I believe there is a business here – either creating or customising content as a service or providing the tools for people to customise their own content. In either case, we are seeing a broad willingness for organisations and individuals to pay to get the content they want before it is available ‘off-the-shelf’.

Visualising your book

Booki provides an RSS feed for every book. This means you can follow a book and see the edits made. Each RSS feed is linked from the info page. For example, the book about OpenMRS has an info page here  and the RSS is linked from the bottom.

A few weeks ago, we asked for some help creating a visualisation using this source. Pierre Commenge responded and started developing a Processing visualisation of the RSS feed. Processing is a free software used a lot for creating visualisations.

Pierre has a prototype available that runs in a java applet. So this look pretty cool. The live version enables you to play a timeline and see the development of the book over the period of 1 day.

This not only looks cool but it enables you to see how a book is being made.

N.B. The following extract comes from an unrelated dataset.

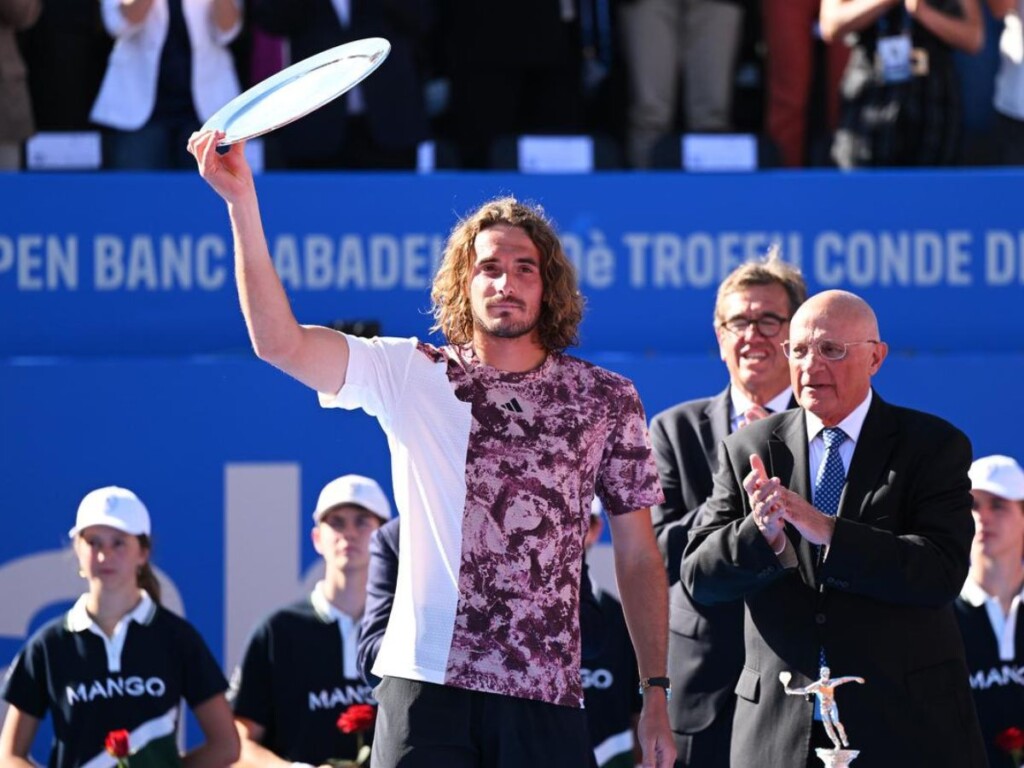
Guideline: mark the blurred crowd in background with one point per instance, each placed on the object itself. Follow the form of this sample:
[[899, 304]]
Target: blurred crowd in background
[[820, 83]]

This is extremely interesting – imagine if we had all the data about how every book has been made up until now… it would tell us a lot of things about the book production process and the differences between different models etc… It’s a very exciting idea and we hope to be able to explode this idea in the following weeks and months in our experiments. Many thanks to Pierre for getting this underway.

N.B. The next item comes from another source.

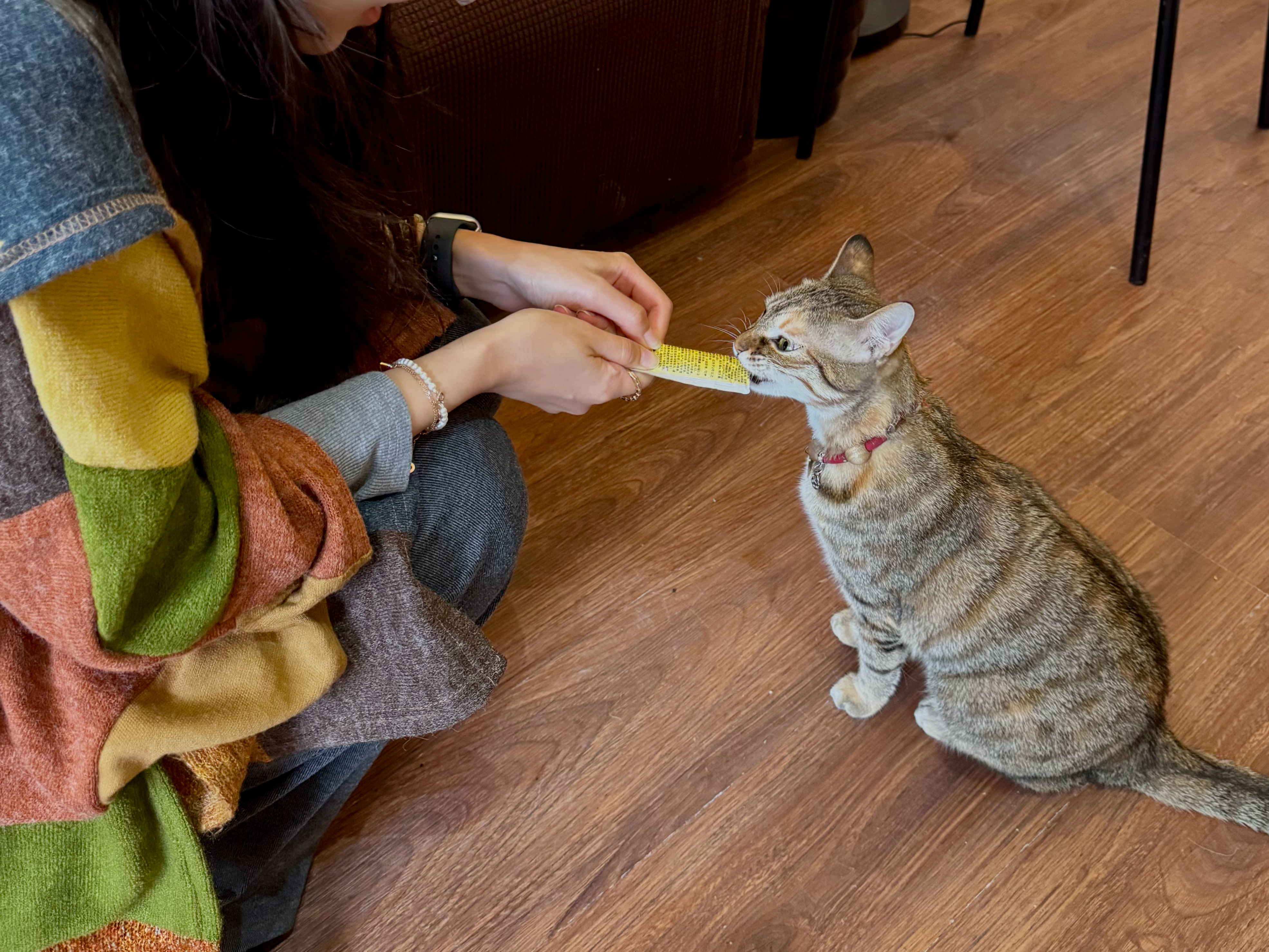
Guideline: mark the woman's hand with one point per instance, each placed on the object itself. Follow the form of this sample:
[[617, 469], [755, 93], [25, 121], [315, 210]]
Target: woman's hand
[[607, 290], [559, 364], [549, 360]]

Process vs Content Templates in Book Sprints

 I have been working with a group of very interesting people over the last 3 days producing a book that can be used for generating campaigns about Internet Literacy. We generated texts on a large and varied range of topics. More on all this later. One very interesting issue that has been more clearly illustrated for me in this process is the necessity to understand the role of templates when generating content. When I talk of templates here I mean pre-configured templates that are meant to illustrate what the final product of a chapter or ‘content unit’ should look like.

I have always avoided using templates because I think it shuts down a lot of creative discourse about what the content could be and it kills those amazing surprises that can leap out of working in a freer manner. Perhaps even more importantly, templates can confuse people – sprint participants need to first just create what they know or are energised by – forcing output immediately into templates is not helpful to this process. However, I can see there is a role for templates, not as structure for the final content but as tools that can help the process of generating content.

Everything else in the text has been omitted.